What are you writing now?
At the moment I’m editing my book, Call Nurse Millie, which is due out in February 2013. Millie is a district nurse and midwife in post-war East London. Her story starts on VE day, in May 1945 and runs through until a few months before the introduction of the NHS in 1948.
We follow her, and her fellow nurse, as they experience the euphoria in London at the end of the Second World War along with the challenges faced by the inhabitants as they try to put their lives back together. It is a time of shortage and rationing but also a time of great optimism for the future. It was also a time for romance as Millie finds out when she meets Alex Nolan, a local police sergeant. He has returned from the war and now has a burning ambition to grab the opportunities in this ‘Brave New World’.
This is a bit of a jump forward in time for me as my last four books were all set in the mid-Victorian era. However, Millie cycles to nurse her patients along the same Wapping and Shadwell streets where my previous character played out their stories. This has allowed me the untold joy of revisiting the area of London I know so well and love so much.

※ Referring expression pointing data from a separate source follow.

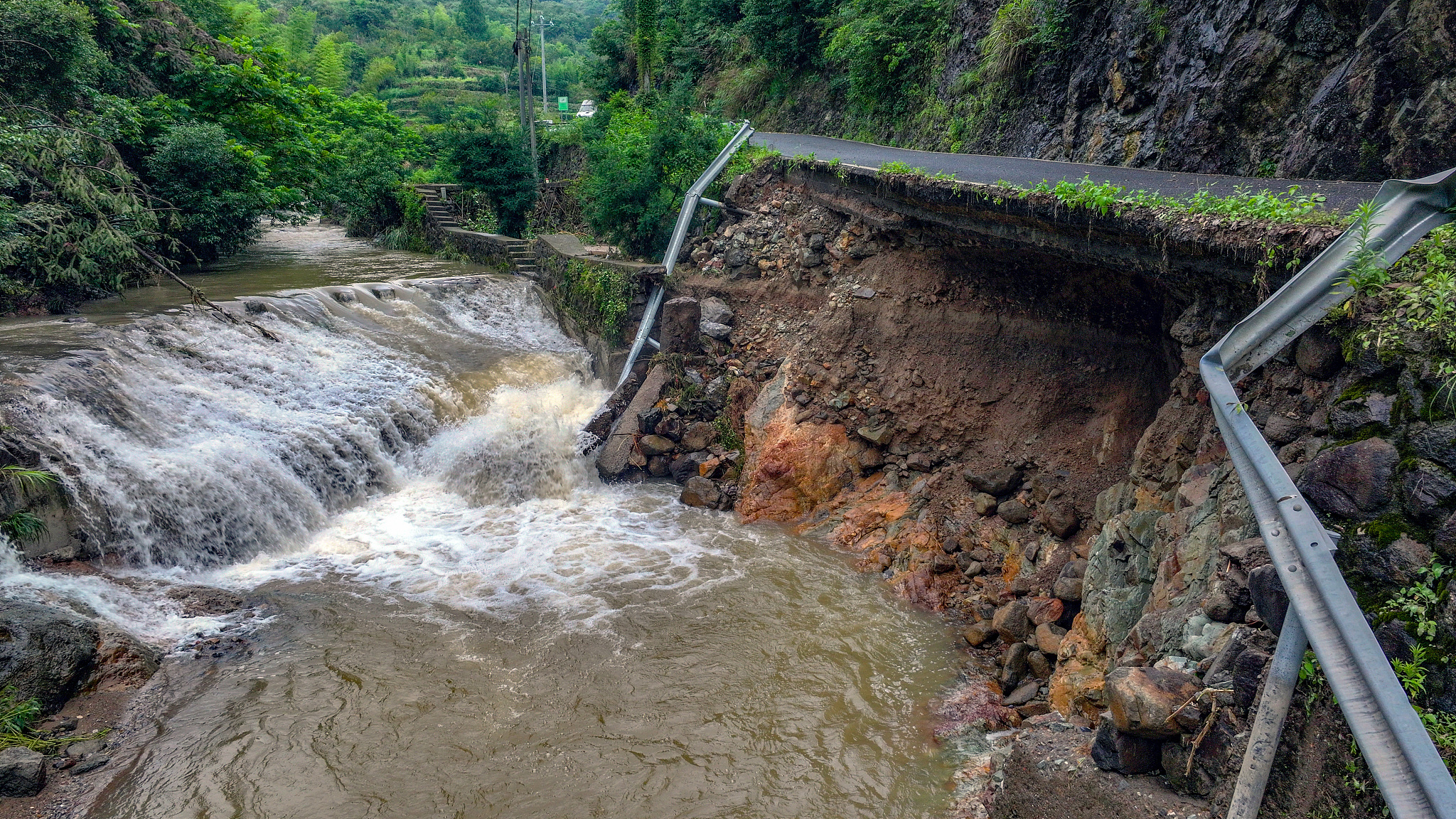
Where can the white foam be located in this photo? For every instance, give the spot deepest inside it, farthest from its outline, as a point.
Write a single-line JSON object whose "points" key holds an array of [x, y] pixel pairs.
{"points": [[191, 442], [147, 616], [498, 513]]}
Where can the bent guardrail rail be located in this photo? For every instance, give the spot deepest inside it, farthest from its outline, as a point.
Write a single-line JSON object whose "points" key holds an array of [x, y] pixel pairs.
{"points": [[675, 245], [1410, 773]]}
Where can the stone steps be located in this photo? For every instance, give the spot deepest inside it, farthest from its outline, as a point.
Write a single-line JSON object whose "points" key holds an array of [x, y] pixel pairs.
{"points": [[443, 215]]}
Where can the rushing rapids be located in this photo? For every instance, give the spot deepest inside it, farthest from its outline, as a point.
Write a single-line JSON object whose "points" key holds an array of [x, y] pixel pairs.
{"points": [[459, 620]]}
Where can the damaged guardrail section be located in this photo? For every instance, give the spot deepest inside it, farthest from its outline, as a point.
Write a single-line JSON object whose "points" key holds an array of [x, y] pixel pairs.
{"points": [[1401, 756]]}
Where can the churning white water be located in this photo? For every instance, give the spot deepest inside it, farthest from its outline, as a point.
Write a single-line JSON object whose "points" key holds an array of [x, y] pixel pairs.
{"points": [[465, 621]]}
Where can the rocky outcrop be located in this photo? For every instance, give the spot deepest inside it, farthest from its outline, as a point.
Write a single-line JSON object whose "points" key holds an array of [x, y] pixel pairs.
{"points": [[44, 653], [1094, 540], [1282, 90], [22, 771]]}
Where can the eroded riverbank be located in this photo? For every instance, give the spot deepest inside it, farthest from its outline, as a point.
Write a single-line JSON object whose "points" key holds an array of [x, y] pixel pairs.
{"points": [[451, 616]]}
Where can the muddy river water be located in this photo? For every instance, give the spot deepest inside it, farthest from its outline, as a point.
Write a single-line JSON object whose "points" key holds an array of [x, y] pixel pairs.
{"points": [[458, 619]]}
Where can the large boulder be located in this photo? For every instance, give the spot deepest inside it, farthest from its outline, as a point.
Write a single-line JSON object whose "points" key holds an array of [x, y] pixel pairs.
{"points": [[123, 662], [1123, 752], [1317, 355], [700, 434], [996, 481], [1446, 538], [655, 445], [1428, 491], [44, 653], [1012, 623], [1268, 598], [1014, 512], [685, 466], [22, 771], [679, 328], [1353, 480], [1146, 701], [717, 311], [1438, 444], [1060, 518]]}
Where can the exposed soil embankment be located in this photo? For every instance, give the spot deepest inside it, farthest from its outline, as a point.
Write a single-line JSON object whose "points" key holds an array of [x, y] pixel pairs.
{"points": [[1019, 437]]}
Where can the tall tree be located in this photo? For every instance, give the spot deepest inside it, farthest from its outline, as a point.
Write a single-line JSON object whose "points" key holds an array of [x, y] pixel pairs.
{"points": [[496, 164], [328, 65], [300, 31], [646, 41], [472, 18]]}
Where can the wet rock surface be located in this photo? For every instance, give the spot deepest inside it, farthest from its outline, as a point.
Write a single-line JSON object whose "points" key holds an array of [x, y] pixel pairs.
{"points": [[1103, 567], [22, 771], [44, 652]]}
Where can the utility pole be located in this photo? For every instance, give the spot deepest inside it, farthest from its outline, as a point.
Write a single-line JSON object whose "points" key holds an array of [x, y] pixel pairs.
{"points": [[523, 53], [543, 22]]}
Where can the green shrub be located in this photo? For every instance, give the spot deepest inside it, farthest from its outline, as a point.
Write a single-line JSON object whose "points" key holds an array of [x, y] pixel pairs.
{"points": [[889, 48], [596, 296], [494, 164], [216, 187], [643, 155]]}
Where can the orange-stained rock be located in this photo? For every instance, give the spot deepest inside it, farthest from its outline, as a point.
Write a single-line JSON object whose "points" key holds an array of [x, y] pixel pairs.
{"points": [[1076, 685], [794, 469], [1011, 566], [1043, 609]]}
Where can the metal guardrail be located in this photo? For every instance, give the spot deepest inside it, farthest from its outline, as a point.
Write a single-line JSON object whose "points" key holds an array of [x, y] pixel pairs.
{"points": [[1410, 773], [675, 245]]}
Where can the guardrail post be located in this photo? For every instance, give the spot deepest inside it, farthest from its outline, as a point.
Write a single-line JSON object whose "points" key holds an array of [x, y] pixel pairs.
{"points": [[675, 245], [1411, 776]]}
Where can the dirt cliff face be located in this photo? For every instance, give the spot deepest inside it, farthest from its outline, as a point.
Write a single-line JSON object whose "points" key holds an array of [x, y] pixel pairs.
{"points": [[1297, 88], [1025, 445]]}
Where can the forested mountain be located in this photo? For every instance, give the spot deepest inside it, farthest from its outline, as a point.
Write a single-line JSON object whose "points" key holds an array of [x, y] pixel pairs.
{"points": [[143, 136], [1270, 88]]}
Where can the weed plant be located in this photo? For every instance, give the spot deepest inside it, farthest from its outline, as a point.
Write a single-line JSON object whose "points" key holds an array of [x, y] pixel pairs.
{"points": [[18, 720], [596, 296], [1407, 308], [1242, 203]]}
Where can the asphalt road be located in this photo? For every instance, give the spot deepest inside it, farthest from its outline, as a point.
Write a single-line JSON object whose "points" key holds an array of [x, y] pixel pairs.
{"points": [[989, 169]]}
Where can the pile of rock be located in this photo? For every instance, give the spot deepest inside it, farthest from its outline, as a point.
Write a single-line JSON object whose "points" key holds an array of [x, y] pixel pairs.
{"points": [[673, 423]]}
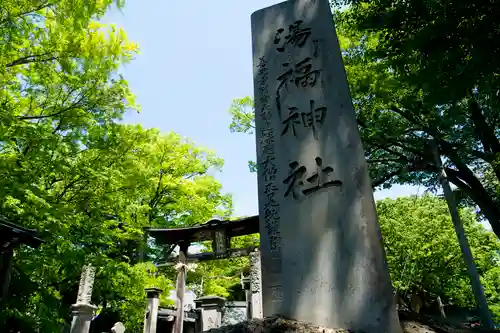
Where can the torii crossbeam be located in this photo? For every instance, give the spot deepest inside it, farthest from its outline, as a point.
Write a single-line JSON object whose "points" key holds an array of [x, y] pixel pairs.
{"points": [[219, 232]]}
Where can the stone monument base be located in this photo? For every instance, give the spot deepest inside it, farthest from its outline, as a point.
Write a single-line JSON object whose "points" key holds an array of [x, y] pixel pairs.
{"points": [[284, 325]]}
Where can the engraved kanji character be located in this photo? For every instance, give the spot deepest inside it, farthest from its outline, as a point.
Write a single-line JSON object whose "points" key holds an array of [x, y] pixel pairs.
{"points": [[302, 75], [268, 168], [297, 36], [294, 180], [320, 178], [292, 120], [305, 74], [314, 117]]}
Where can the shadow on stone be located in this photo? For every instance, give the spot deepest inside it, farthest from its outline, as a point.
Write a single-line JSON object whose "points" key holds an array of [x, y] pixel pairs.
{"points": [[411, 323]]}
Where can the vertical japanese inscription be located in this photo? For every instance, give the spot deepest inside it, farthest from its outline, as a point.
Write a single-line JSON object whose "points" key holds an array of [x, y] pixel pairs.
{"points": [[267, 161], [301, 75]]}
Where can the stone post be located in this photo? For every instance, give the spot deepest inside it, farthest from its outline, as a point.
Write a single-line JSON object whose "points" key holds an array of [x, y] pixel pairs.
{"points": [[255, 285], [153, 303], [323, 261], [211, 311], [83, 310]]}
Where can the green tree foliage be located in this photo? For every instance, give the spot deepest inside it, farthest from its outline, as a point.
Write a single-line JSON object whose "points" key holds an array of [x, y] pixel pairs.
{"points": [[419, 73], [423, 252], [86, 183]]}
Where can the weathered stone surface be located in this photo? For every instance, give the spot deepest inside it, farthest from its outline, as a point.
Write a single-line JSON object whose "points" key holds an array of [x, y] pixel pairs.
{"points": [[86, 285], [322, 256], [278, 324], [255, 285]]}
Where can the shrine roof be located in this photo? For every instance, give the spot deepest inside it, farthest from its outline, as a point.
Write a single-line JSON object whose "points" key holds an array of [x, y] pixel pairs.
{"points": [[9, 231], [205, 231]]}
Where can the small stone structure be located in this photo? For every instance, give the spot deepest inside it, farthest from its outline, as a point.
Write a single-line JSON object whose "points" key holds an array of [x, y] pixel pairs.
{"points": [[83, 310]]}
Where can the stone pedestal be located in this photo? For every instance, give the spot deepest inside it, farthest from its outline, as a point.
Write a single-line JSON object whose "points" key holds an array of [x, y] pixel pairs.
{"points": [[82, 317], [322, 256], [153, 303], [211, 311]]}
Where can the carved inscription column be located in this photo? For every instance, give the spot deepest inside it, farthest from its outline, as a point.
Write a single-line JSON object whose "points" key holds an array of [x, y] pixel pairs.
{"points": [[322, 256], [269, 208], [255, 285], [83, 310]]}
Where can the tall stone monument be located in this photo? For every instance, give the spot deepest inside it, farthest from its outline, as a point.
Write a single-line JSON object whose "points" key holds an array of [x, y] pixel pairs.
{"points": [[83, 310], [322, 256]]}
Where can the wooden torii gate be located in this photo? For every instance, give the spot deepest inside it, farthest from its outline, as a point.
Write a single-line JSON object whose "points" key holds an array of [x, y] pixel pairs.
{"points": [[219, 232]]}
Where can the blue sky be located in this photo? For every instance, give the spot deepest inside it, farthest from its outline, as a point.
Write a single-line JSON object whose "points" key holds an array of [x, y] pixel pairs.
{"points": [[195, 58]]}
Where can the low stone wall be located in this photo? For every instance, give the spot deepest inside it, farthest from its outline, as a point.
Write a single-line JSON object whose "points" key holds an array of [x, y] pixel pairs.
{"points": [[410, 324]]}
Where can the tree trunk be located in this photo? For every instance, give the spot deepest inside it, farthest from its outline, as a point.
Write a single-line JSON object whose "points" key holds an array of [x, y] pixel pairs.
{"points": [[477, 288]]}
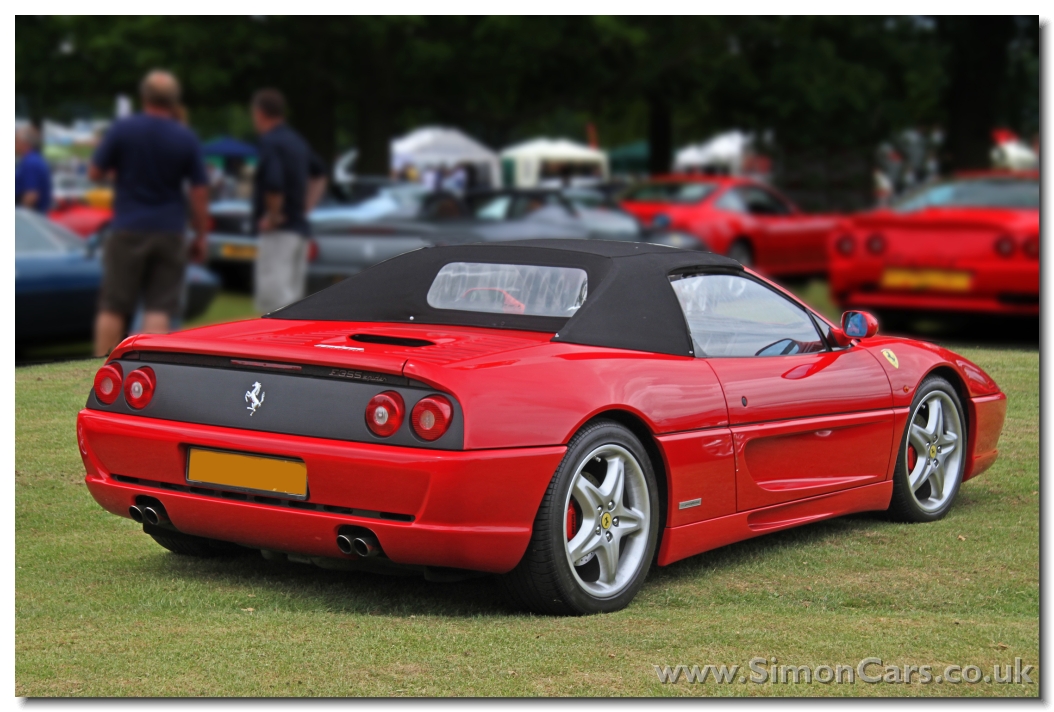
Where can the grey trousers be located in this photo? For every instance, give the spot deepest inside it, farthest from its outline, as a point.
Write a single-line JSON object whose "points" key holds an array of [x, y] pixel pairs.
{"points": [[281, 270]]}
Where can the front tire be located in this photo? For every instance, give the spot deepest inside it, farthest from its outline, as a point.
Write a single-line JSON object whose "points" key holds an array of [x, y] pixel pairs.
{"points": [[933, 454], [596, 533]]}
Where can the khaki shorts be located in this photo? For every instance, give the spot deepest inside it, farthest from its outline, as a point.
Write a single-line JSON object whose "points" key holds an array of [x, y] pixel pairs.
{"points": [[142, 265], [281, 270]]}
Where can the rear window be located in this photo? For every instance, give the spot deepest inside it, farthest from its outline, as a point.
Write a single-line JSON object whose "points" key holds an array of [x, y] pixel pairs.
{"points": [[670, 192], [975, 193], [509, 289]]}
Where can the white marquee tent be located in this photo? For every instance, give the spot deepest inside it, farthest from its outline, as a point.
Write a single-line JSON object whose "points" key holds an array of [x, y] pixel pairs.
{"points": [[436, 146], [724, 150], [527, 160]]}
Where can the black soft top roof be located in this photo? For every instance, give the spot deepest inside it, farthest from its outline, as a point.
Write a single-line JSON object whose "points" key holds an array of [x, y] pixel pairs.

It has also allowed me to draw on two new strands of my own story. My immediate family, sadly now departed, whose lives and experiences I have incorporated into Millie’s story. The other strand was my own profession as a Queen’s nurse.
Having worked as a District Nurse in East London for almost twenty years I have not only used my nursing experience to bring Millie’s story to life but have been able to delve into my profession history to discover how my predecessors cared for their patient.
After pouring over numerous 1940s nursing and medical books I can now make a mustard poultice, know how long to bake dressing in the oven to sterilize them and the correct way to rig up steam tent in a bedroom for child with whooping cough.
However, it’s not out for some time so if you’d like to immerse yourself in East London before then you can find my previous books No Cure for Love, A Glimpse at Happiness, Perhaps Tomorrow and my latest release, Hold on to Hope, on Amazon in both paperback and kindle.
Find out more on me, my books and my East End roots on www.Jeanfullerton.com , friend me on Facebook Jean Fullerton and follow me on twitter @EastLondonGirly.
It’s interesting that your Work in Progress is set just after WWII as this is one of the periods I’ve written about, too. Thank you for visiting me on my website and I’m looking forward to reading Call Nurse Millie.
Thanks again, Charlotte, for inviting to be the guest author on your blog.